The reality is more complex. When you load an object using session.Load or you access a lazy resource, NHibernate returns a proxy object. This proxy object will be moistened (data will be downloaded from the database) the first time you access any of its properties. To achieve this, NHibernate generates a proxy class that extends the entity class and overrides all getters and seters properties. This works great when inheritance is not used, since you will not be able to distinguish between a proxy server and an entity class (base proxy class), for example. a simple proxy is MyEntity test will always work.
Now imagine that we have a Person object:
class Person {
And we also have a hierarchy of Animal classes:
public abstract class Animal { ... } public class Cat { ... } public class Dog { ... }
Now suppose the Pet property is loaded with laziness, when you request NHibernate for a personal pet, you will get a proxy object:
var pet = somePerson.Pet;
But since Pet is a lazy loaded property, NH will not know if it will be a Cat or Dog instance, so he will do his best and create a proxy server that extends Animal . The proxy will run a test for pet is Animal , but will not run tests for pet is Cat or pet is Dog .

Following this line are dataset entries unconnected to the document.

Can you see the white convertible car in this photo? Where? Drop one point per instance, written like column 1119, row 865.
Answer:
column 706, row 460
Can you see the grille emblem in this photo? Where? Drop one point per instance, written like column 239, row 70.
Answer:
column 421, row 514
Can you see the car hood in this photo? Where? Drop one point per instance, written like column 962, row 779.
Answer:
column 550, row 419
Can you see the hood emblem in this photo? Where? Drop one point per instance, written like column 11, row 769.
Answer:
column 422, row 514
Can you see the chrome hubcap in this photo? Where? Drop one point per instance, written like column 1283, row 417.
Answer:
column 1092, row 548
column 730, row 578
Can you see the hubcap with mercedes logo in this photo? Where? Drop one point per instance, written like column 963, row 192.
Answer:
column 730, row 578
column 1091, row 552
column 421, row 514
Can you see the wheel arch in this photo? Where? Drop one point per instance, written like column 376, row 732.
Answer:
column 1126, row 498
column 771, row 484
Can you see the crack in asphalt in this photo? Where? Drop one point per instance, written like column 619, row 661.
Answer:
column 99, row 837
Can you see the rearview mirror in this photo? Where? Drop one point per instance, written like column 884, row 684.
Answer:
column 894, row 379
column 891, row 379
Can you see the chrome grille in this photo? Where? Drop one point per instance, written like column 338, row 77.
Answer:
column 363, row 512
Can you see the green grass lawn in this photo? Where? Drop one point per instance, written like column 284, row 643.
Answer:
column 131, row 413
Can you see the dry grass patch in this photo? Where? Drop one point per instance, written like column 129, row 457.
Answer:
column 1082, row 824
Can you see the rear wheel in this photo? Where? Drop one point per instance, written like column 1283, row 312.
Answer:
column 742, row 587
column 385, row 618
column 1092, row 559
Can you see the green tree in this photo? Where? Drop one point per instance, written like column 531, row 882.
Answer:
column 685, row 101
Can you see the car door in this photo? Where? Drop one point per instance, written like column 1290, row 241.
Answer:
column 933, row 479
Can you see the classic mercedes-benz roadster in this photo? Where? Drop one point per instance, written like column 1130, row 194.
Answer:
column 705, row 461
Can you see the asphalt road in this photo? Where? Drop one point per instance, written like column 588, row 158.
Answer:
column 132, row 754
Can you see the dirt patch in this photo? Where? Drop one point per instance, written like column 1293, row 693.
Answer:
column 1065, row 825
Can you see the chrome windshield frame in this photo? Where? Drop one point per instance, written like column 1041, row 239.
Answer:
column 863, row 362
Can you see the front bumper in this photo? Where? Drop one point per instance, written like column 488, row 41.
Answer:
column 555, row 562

Now suppose you get access to some property of the Pet object, forcing NH to load data from the database. Now NH will know that your pet, for example, is a Cat , but the proxy server has already been generated and cannot be changed. This will force NHibernate to issue a warning that the original proxy for Pet , which extends the Animal type, will narrow to introduce Cat . This means that now the proxy object for animals with pet.Id , which you create using session.Load<Animal>(pet.Id) , will expand Cat from now on. This also means that since Cat now stored as part of the session, if we load the second person who shares the cat with the first, NH will use the already available Cat proxy instance to populate the lazy-load property.
One of the consequences will be that the reference to the Pet object will be different from the link received by session.Load<Animal>(pet.Id) (in the object.ReferencesEqual sense).
// example - say parent and child share *the same* pet var pet = child.Pet; // NH will return proxy that extends Animal pet.DoStuff(); // NH loads data from DB var parent = child.Parent; // lazy-loaded property var pet2 = parent.Pet; // NH will return proxy that extends Cat Assert.NotSame(pet, pet2);
Now that can harm you:
Therefore, the moral is to avoid as much inheritance as possible in your domain model.